Wer auch nur einmal als Beobachter einen nächtlichen Geldverteilungsgipfel der EU-Staats- und Regierungschefs miterlebt hat, der ahnt, welche zumindest physische und nervliche Leistung Angela Merkel und ihre männlichen Kollegen einmal mehr bestanden haben. Die inhaltliche steht dazu leider einmal mehr nicht im Verhältnis. Der mühsam ausgehandelte Kompromiss endete in einem Nehmen und Geben, das zwar den meisten Teilnehmern Gesichtswahrung gegenüber dem eigenen Wählervolk erlaubt. Die seit Jahren beklagten strukturellen Fehlsteuerungen werden durch das Budget 2014 bis 2020 wieder nicht repariert.

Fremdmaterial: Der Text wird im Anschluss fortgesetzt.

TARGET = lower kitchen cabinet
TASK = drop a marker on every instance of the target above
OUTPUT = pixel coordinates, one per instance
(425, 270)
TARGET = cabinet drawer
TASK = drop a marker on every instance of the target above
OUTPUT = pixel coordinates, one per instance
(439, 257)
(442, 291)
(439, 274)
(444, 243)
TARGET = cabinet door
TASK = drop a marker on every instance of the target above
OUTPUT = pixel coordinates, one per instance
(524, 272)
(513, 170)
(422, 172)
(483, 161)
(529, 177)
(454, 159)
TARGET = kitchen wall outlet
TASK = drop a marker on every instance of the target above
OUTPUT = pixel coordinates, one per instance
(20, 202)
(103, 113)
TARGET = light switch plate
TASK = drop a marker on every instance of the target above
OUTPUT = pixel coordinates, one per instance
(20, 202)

Ein kleiner Fortschritt immerhin ist es, dass der Haushalt für die kommenden sieben Jahre erstmals sinkt. Mit einer realen Ausgabenobergrenze von knapp 910 Milliarden gegenüber der ursprünglichen Forderung von etwas mehr als einer Billion Euro setzt die EU - wie notgedrungen auch die meisten nationalen Regierungen - ein bescheidenes Zeichen zur Sparsamkeit. Ein Hoffnungsschimmerlein angesichts einer Runde von letztlich 27 nationalen Egoisten, von denen die Wohlhabenderen nicht mehr abgeben und die Ärmeren mehr abhaben wollen. Dank seiner überdurchschnittlichen Wirtschaftskraft bleibt Deutschland zwar weiter der größte Beitragszahler. Angela Merkel konnte die Überweisungen nach Brüssel aber weitgehend deckeln. Den Rückflug nach Berlin hat sie also einigermaßen zufrieden angetreten.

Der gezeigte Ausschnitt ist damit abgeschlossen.